На крыльце флигеля сидела девочка лет восьми и прилежно стачивала два новые ситцевые полотнища. На противоположном конце двора, около поперечной стены дома, два бойкие резвые мальчика и девочка лет десяти, худая и растрепанная, смотрящая исподлобья, играли в какую-то шумную игру.
— А! Полька пришла! — закричал один из них, увидев входившую во двор школьницу.
Дети оставили игру и обернулись посмотреть на пришедшую.
— Как ты смеешь ее звать Полькой? — с иронией подхватил другой мальчик. — Она барышня, чиновница, ее папенька четырнадцатого класса.
— Ни воды, ни кваса! — сострил первый мальчик, прыгая на одной ноге.

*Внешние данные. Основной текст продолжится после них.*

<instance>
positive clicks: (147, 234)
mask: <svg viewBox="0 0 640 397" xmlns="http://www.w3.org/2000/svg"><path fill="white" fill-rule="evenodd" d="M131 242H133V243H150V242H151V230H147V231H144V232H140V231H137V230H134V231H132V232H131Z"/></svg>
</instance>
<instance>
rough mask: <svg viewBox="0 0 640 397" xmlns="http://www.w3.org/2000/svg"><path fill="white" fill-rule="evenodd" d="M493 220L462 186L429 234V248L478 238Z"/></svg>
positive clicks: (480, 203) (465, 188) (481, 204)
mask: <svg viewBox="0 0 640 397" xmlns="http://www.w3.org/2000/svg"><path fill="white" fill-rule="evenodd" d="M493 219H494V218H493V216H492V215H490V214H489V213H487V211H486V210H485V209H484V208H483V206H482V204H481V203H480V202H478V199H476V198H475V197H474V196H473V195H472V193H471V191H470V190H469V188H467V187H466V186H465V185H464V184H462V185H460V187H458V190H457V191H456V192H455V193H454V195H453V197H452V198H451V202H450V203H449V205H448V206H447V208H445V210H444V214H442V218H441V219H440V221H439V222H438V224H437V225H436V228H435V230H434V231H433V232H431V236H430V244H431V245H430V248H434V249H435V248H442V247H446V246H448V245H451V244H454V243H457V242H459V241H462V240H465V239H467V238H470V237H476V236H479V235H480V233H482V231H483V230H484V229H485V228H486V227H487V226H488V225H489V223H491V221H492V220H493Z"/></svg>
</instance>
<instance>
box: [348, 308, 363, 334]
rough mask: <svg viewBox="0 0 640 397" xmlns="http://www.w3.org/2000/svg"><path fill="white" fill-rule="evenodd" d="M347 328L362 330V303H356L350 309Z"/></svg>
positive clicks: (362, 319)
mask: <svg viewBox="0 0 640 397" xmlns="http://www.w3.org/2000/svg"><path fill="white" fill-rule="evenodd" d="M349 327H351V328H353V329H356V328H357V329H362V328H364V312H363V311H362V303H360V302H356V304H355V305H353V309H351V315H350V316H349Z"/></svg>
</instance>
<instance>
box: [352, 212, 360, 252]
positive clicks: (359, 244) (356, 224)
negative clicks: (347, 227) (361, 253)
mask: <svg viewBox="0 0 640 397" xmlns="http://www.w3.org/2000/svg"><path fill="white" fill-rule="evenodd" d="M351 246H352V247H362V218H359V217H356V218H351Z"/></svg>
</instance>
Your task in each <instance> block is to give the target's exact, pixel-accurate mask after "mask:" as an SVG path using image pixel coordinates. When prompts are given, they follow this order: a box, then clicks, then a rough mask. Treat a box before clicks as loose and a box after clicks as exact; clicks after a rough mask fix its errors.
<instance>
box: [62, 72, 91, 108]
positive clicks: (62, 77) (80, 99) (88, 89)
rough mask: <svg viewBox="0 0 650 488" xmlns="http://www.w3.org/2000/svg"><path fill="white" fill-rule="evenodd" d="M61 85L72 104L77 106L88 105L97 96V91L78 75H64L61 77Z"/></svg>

Маленькая группа расхохоталась.
— Он не чиновник, он барон, — прибавила девочка, смотрящая исподлобья. — Ефрем всегда зовет его бароном, когда ведет пьяного под ручку.
— Ну да, барон гонял ворон! — подхватил опять неугомонный остряк.
— Ваше сиятельство, — обратился другой мальчик к девочке, — как ваше здоровье?
— Тсс!.. Не обижайте бароншу, она папеньке пожалуется, — заметила девочка.
— Плевать я на него хотел, — отвечал задорный остряк и затянул во все горло «барон гонял ворон».